Apple STILL Has Not Eliminated the "Root" Bug in High Sierra

[honestone]

Earlier this week, I made a couple of posts in one thread on this forum about the "root login" bug in High Sierra, along with the subsequent "update" from Apple that fixes it. Well, this is certainly not encouraging:

https://www.macworld.com/article/32...admin-access-to-your-macbut-theres-a-fix.html

So, if one has OS 10.13, then followed Apple's advice about eliminating that root user flaw, and then upgraded to V10.13.1, the root user security flaw reappears! Don't know what Apple was thinking there!

Man, am I glad I have held off "upgrading" to High Sierra. In actuality, once the High Sierra update for Tech Tool Pro came out, I was going to wait for the soon-to-be release of OS 10.13.2, and hoping that root user bug would be gone with a full, clean installation of OS 10.13.2. Now I'm not so sure.

 

[Allen Davis]

Glad to know TechTool Pro is now High Sierra-friendly, but I still ain't gonna upgrade yet. Unless I know I'm not going to need Contacts, I often login to my iMac and MacBook as root, especially when cloning or backing up. The only pain in the butt I've encountered is having to type in every single username and password for the various websites I visit. This sort of defeats my purpose for logging in as root because I'm trying to avoid having to type my dang password in every time I sneeze and blink. Then again, I don't do much web stuff as root.

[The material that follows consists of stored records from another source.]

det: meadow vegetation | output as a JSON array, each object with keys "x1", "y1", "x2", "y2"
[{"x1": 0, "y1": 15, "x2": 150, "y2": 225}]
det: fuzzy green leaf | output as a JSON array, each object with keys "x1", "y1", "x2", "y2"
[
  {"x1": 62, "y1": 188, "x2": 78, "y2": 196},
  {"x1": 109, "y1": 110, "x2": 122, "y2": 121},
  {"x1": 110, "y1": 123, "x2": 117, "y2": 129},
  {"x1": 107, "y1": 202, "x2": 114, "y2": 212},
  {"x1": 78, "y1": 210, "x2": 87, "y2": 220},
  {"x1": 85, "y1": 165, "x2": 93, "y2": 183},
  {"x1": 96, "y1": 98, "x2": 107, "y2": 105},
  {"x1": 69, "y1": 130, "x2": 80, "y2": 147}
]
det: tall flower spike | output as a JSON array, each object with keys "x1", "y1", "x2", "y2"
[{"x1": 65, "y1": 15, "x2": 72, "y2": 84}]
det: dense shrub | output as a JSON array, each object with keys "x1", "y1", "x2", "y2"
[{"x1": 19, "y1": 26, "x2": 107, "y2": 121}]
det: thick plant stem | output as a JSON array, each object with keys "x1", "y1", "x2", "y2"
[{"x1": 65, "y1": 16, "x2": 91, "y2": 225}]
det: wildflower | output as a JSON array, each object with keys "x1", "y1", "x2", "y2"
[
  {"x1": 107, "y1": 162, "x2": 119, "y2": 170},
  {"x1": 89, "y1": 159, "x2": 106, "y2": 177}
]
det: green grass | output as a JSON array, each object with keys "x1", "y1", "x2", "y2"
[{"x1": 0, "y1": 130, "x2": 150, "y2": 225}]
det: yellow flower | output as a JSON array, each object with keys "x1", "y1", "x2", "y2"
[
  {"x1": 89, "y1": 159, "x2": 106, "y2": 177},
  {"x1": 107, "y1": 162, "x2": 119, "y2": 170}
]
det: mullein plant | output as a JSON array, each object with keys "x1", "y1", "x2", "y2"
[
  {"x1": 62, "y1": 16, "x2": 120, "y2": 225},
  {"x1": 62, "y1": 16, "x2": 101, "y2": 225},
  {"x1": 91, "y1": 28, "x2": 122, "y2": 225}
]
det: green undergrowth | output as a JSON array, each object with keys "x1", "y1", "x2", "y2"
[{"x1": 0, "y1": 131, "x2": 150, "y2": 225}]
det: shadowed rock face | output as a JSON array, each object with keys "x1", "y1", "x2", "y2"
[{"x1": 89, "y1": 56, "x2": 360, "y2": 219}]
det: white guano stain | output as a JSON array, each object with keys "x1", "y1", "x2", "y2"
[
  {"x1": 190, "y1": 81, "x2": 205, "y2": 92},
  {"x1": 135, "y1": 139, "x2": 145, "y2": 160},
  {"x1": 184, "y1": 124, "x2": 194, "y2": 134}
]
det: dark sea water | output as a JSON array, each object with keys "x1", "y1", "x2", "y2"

But my curiosity is piqued: just what was/is the "root user bug???"

 

[honestone]

Tech Tool Pro is still not compatible with High Sierra. Not sure where you saw that, but I just went onto Micromat's site when I saw your post, and there is no High Sierra update yet available (also, when I launch the latest version of select "Check For Updates", it just says that I am running the most current version).

As for the "root user bug", here is a link to the initial thread I posted about this:

https://www.mac-help.com/threads/high-sierra-security-issue.224098/

By the way, I did recently see that security "bug" will be "squashed" with the upcoming OS 10.13.2 update (will supposedly be coming out soon).

 

[Diane]

Earlier this week, I made a couple of posts in one thread on this forum about the "root login" bug in High Sierra, along with the subsequent "update" from Apple that fixes it. Well, this is certainly not encouraging:

https://www.macworld.com/article/32...admin-access-to-your-macbut-theres-a-fix.html

So, if one has OS 10.13, then followed Apple's advice about eliminating that root user flaw, and then upgraded to V10.13.1, the root user security flaw reappears! Don't know what Apple was thinking there!

Man, am I glad I have held off "upgrading" to High Sierra. In actuality, once the High Sierra update for Tech Tool Pro came out, I was going to wait for the soon-to-be release of OS 10.13.2, and hoping that root user bug would be gone with a full, clean installation of OS 10.13.2. Now I'm not so sure.

Has this been fixed this week? I was not given a choice to not upgrade to high sierra & have been having strange problems every since. Is there a way I can go back to a lesser version of the software?

 

[honestone]

I made a post yesterday that Appel released Version 10.13.2 of High Sierra. From what I can tell, it "permanently" fixes that "root user" security flaw. Here is the link to that post:

https://www.mac-help.com/threads/new-version-of-high-sierra-os-10-13-2-released.224141/

This link tells you how to get it:

http://osxdaily.com/2017/12/06/macos-high-sierra-10-13-2-update/

The only way to go back to an earlier version of High Sierra is if you have a copy of the respective "Install macOS High Sierra". If, though, you upgraded "in place", then you would not have it.

 

[Diane]

I made a post yesterday that Appel released Version 10.13.2 of High Sierra. From what I can tell, it "permanently" fixes that "root user" security flaw. Here is the link to that post:

https://www.mac-help.com/threads/new-version-of-high-sierra-os-10-13-2-released.224141/

This link tells you how to get it:

http://osxdaily.com/2017/12/06/macos-high-sierra-10-13-2-update/

Thank you! Will give it a try.

 

[Spawn_Dooley]

Is there a way I can go back to a lesser version of the software?

Hopefully you can solve your issues with High Sierra but otherwise here is a thread from Apple Discussions covering downgrading the OS from a Time Machine backup made prior to the upgrade:

Can i downgrade High Sierra to Sierra?

 

[honestone]

One of the suggestions via that link above was "Yes, by restoring from a Time Machine backup created prior to upgrading macOS.". I always thought Time Machine backups were not bootable, and thus do not contain all the OS "pieces". That is one of primary reasons why I use SuperDuper! for my backups (along of course with having a copy of the needed "Install macOS whatever" file somewhere on that backup (I know where it is)).